Die Deutsche Sprache vereint reine Ursprünglichkeit mit Weiterbildsamkeit, und hohes Alter mit jugendlicher Frische. Sie ist ein Werk aus einem Guß und Fluß. Jhr großer Reichthum an Urwörtern giebt ihr ein entscheidendes Übergewicht. Die Fülle, Schärfe und Feinheit der Worthülfen, so als Vorlinge, Jnlinge und Endlinge gebraucht werden, und wie stehende Schriften der Wortbildung anzusehen sind, geben den Schlüssel zu <<XXIII>> dem unendlichen Sprachschatz. Dadurch wird im Deutschen das Mögliche auch wirklich. Darum bleibt jede Wortzählung eine verunglückte Mühe und jeder Wortstempel von veraltet und neugebildet ein ungewiß Ding. Unter sprachthümlichen Wörtern ist kein Wortrang von Erstlingen und Spätlingen. Wörter sind nicht Wein und Lagerbier, so mit der Zeit an Geistigkeit zunehmen. Jn der Bildsamkeit lebt die Verjüngung der Sprache. Sie ist der Born ihrer Unsterblichkeit. Die Wortquellen kann man im Deutschen nur ergründen, nicht erschöpfen. Nicht fertig werden die Wörter gegeben, wohl aber hat die Sprache die Zuthat und die Bildekraft in ihren Bildegesetzen. Da finden sich Musterwörter und Musterweisen. Darum bedürfen Wörter keiner Buchahnen, allein durch Sprachthümlichkeit sind sie sprachbürtig.

Jn der Theilbarkeit, Zersetzung, Versetzung und Zusammensetzung besitzet die Deutsche Sprache eine Vielgestalt, die sich wendet, schwenket und kehrt, und nach allen möglichen Richtungen fortschreitet. Als Ursprache hat sie eine Klarheit <<XXIV>> zur Mitgift, die jeder Aftersprache mangelt. Sie ist anschaulich gebildet, und lebt im Anschaun. Sie senkt sich in die Tiefen des Gemüths, wenn sie mit Geistesfittigen auffschwingt. Sie hat kindliche Einfalt treu bewahrt, ist bündig in der Darstellung, erbaulich in der Rede, erwecklich im Liede, und kernig und körnig im Spruch.

Die Deutsche Sprache wird in Wissenschaft und Kunst niemals Kenner und Könner in Stich lassen. Nimmer werden die Stufenwörter fehlen, jede Folge und Folgerung wird auszudrücken sein. Die Sprache wird treu gepflegt mit dem Entwickelungsgange Schritt halten, für jede neue Gestaltung unsers Volks passen, für jede Lebensfülle zureichend sein, und mit dem Wachsthum des Volks an Bildsamkeit zunehmen.
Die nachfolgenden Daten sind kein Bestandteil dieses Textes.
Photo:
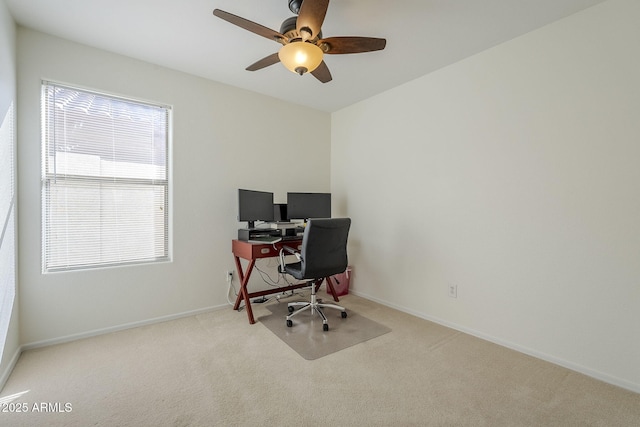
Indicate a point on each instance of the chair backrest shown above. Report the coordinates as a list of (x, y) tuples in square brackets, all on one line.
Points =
[(324, 247)]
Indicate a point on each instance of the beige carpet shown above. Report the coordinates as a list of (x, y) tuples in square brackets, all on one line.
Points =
[(215, 369), (307, 337)]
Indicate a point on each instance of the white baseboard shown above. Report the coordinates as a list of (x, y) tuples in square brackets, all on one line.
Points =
[(7, 372), (96, 332), (619, 382)]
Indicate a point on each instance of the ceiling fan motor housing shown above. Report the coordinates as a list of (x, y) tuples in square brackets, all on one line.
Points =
[(294, 6), (290, 30)]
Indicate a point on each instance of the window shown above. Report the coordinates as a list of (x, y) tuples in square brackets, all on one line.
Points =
[(105, 180)]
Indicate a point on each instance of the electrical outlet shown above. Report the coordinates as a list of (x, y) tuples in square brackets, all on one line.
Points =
[(453, 290)]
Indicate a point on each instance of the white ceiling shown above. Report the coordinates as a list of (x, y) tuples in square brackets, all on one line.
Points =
[(422, 36)]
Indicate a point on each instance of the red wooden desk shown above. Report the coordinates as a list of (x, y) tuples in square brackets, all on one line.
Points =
[(253, 251)]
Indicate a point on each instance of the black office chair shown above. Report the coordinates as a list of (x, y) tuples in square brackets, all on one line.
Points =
[(323, 254)]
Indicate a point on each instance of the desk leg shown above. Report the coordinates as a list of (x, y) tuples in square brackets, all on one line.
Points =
[(244, 293)]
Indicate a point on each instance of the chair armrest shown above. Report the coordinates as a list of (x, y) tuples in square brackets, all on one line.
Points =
[(290, 251)]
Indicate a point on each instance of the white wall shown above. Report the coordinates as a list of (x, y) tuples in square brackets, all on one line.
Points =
[(224, 139), (514, 175), (9, 330)]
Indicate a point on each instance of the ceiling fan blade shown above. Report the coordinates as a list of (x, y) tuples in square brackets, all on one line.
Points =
[(264, 62), (249, 25), (322, 73), (341, 45), (311, 17)]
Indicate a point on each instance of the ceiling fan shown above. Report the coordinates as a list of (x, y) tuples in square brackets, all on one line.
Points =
[(303, 46)]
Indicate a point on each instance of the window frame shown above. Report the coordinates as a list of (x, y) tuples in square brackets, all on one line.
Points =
[(47, 178)]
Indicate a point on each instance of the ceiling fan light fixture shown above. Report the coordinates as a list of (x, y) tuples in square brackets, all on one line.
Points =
[(300, 57)]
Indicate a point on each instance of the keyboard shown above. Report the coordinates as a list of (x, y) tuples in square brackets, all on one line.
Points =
[(287, 238), (264, 239)]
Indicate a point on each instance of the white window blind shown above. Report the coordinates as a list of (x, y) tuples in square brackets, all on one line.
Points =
[(105, 180)]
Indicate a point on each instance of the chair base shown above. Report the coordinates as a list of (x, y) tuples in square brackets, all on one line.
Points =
[(315, 305)]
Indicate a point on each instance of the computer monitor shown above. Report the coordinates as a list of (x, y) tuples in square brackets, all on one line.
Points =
[(280, 212), (308, 205), (254, 206)]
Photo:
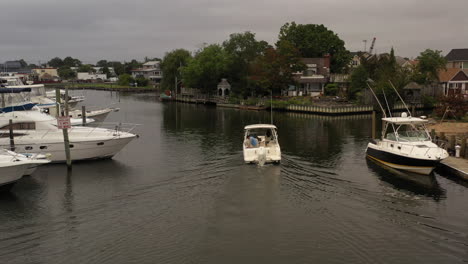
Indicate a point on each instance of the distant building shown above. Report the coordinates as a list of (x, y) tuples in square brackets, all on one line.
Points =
[(312, 80), (457, 58), (414, 93), (454, 81), (151, 70), (356, 58), (45, 74), (90, 77)]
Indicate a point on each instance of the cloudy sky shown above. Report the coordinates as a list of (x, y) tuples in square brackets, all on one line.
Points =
[(121, 30)]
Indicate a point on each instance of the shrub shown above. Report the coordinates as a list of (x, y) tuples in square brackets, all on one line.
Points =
[(331, 89), (251, 101), (280, 104), (429, 101), (141, 81), (233, 99), (456, 104)]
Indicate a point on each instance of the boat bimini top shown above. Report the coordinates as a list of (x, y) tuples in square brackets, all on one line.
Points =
[(404, 120), (256, 126)]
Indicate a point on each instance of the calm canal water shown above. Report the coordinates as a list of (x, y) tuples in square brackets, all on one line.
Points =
[(181, 194)]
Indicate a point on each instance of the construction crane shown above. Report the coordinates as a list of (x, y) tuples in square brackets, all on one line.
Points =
[(372, 46)]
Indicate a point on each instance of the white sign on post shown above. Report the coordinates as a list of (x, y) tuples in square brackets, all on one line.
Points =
[(63, 122)]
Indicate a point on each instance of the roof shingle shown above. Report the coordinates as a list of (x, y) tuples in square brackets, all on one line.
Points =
[(457, 55)]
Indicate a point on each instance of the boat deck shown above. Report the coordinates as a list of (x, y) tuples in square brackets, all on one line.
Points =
[(456, 166)]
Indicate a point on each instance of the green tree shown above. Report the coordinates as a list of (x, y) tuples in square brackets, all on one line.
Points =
[(206, 69), (56, 62), (85, 68), (315, 41), (102, 63), (359, 78), (141, 81), (171, 66), (132, 65), (66, 73), (125, 79), (106, 71), (71, 62), (274, 70), (242, 49), (119, 68), (430, 63)]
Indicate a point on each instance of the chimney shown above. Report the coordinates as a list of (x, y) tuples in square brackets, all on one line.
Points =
[(327, 58)]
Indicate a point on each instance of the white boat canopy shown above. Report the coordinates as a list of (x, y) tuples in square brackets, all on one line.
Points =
[(405, 120), (259, 126)]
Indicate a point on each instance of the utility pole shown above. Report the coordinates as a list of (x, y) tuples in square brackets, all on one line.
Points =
[(66, 140)]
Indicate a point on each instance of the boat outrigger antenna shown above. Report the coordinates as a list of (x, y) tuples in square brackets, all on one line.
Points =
[(375, 96), (393, 86)]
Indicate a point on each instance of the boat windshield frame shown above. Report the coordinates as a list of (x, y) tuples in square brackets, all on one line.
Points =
[(417, 132)]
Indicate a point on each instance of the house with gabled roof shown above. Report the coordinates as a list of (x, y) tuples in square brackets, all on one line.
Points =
[(457, 58), (454, 81), (312, 80), (150, 70)]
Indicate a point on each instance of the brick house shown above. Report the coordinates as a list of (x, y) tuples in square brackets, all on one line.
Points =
[(454, 81), (312, 80), (151, 70), (457, 58)]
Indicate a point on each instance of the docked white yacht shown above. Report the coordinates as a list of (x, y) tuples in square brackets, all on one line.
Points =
[(13, 166), (45, 101), (406, 145), (261, 144), (36, 132)]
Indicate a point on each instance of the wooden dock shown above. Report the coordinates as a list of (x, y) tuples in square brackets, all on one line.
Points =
[(457, 167)]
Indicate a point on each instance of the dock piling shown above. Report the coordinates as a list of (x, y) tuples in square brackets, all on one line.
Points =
[(12, 136), (83, 114)]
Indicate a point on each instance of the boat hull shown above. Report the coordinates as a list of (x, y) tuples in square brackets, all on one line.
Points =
[(83, 150), (10, 174), (421, 166), (268, 155)]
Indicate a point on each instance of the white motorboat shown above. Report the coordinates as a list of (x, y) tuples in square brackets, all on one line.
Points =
[(73, 100), (97, 115), (406, 145), (261, 144), (13, 166), (36, 132)]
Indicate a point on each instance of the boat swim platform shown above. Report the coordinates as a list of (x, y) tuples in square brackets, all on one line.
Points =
[(457, 167)]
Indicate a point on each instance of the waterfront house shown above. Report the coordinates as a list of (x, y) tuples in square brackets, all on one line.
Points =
[(414, 93), (45, 74), (15, 68), (312, 80), (91, 77), (454, 81), (357, 57), (150, 70), (457, 58)]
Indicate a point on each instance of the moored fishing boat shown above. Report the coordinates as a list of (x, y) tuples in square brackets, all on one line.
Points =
[(406, 145)]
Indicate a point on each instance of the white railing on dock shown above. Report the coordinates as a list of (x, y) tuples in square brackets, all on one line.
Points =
[(341, 109)]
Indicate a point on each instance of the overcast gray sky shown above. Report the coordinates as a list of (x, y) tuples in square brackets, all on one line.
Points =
[(121, 30)]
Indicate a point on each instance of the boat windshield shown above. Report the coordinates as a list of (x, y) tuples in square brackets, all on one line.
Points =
[(411, 133)]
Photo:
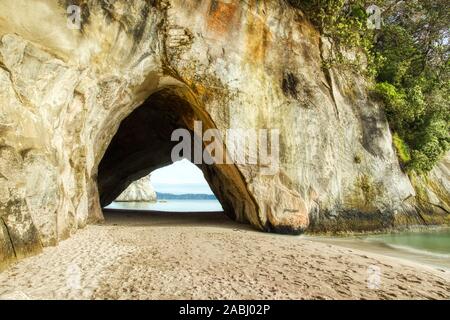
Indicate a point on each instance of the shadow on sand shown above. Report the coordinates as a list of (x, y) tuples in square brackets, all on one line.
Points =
[(140, 218)]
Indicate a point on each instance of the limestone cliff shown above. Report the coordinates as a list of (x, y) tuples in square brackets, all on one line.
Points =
[(138, 191), (86, 110)]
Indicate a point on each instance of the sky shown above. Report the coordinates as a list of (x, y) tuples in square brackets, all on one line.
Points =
[(180, 177)]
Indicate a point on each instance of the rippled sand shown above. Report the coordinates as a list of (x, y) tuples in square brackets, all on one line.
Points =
[(207, 256)]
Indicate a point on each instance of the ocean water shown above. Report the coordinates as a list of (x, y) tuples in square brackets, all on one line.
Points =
[(170, 206), (431, 247)]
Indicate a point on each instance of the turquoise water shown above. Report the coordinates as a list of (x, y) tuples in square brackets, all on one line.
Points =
[(428, 247), (170, 206)]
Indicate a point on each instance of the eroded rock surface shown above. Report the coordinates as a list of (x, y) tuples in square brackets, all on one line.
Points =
[(231, 64), (138, 191)]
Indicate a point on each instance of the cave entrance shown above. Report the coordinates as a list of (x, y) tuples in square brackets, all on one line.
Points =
[(143, 144)]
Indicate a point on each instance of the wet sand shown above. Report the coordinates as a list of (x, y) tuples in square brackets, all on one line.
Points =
[(143, 255)]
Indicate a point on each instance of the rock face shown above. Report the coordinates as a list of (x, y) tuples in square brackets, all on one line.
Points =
[(138, 191), (86, 110)]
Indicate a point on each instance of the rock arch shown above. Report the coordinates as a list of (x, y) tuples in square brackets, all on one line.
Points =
[(143, 144), (232, 64)]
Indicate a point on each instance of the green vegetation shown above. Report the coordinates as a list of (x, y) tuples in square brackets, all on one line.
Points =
[(409, 61)]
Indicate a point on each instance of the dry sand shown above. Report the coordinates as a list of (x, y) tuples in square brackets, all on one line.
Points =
[(207, 256)]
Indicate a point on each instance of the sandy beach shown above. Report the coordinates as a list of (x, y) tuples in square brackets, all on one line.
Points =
[(206, 256)]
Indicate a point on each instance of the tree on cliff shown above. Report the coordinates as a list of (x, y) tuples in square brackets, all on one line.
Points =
[(408, 59)]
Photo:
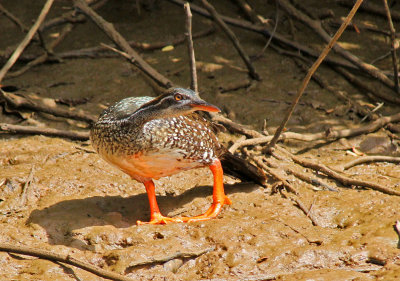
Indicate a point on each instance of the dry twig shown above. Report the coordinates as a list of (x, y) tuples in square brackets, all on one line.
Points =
[(13, 18), (259, 161), (341, 178), (313, 68), (177, 255), (373, 158), (22, 102), (233, 38), (341, 94), (370, 7), (316, 26), (28, 182), (120, 41), (192, 58), (365, 88), (235, 127), (301, 206), (31, 130), (279, 38), (393, 47), (328, 135), (21, 47), (64, 258)]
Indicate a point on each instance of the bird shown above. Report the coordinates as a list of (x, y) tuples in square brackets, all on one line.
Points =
[(149, 138)]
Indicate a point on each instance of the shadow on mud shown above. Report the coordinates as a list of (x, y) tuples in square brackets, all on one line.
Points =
[(62, 219)]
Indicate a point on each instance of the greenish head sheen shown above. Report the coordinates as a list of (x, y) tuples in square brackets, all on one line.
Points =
[(177, 101)]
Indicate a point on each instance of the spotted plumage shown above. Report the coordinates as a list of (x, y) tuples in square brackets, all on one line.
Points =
[(149, 138), (153, 148)]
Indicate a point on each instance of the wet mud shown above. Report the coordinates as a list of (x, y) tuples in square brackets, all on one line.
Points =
[(58, 195)]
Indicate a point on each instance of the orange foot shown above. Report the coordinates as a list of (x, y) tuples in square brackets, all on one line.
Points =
[(211, 213), (157, 218)]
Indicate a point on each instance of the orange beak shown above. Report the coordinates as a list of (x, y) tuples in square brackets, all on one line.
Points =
[(206, 107)]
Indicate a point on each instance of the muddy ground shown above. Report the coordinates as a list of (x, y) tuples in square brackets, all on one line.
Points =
[(57, 195)]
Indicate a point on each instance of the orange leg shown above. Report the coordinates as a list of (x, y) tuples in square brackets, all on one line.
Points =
[(155, 217), (219, 197)]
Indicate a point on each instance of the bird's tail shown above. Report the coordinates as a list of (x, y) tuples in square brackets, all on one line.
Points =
[(242, 169)]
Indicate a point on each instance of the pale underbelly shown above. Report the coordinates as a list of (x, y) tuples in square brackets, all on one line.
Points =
[(152, 165)]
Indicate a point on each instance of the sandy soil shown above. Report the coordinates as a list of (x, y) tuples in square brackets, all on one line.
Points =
[(57, 195)]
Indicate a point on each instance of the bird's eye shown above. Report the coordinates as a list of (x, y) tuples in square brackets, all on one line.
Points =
[(178, 97)]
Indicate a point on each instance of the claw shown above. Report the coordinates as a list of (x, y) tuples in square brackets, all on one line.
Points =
[(157, 218)]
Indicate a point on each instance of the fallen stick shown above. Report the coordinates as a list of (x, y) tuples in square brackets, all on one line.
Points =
[(177, 255), (365, 88), (13, 18), (235, 127), (100, 51), (248, 11), (341, 94), (22, 102), (331, 44), (393, 47), (120, 41), (28, 182), (31, 130), (21, 47), (340, 178), (370, 8), (266, 33), (373, 158), (301, 206), (328, 135), (317, 28), (192, 58), (231, 35), (71, 16), (43, 58), (64, 258), (259, 161)]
Aber vom Wißdünkel der Allerweltsbürgerei müssen wir abstehen. Mit dem Allerweltsleben hat keine einzelne Sprache zu schaffen, nur das eigene Volksleben ist ihre Seele.

Wer Ungemeines beginnen will, und zur That sich anschickt -- braucht in seinem Gewissensrathe nie zu fragen: Hat schon irgend <<XXV>> jemand Ähnliches gewollt, Gleiches angefangen oder Dasselbe vollführt? Aber wohl muß er das Recht wägen: Darf man so handeln und thun? Nicht anders mit dem Wortbildner. Nimmt der nur gehörig Rücksicht auf die Urgesetze der Sprache und ihr ganzes Sprachthum; so bleibt er frei von Tadel und Schuld. Kein Splitterrichter hat Fug zu fragen: Hat schon jemand so gesagt? Man muß prüfen: Darf man so sagen? Jst es nicht besser auszudrücken? Denn jede lebendige Sprache bewegt sich in allgewaltiger Rege; aber Sprachlehren und Wörterbücher kommen dann auf dem gangbaren Pfade richternd hinterher.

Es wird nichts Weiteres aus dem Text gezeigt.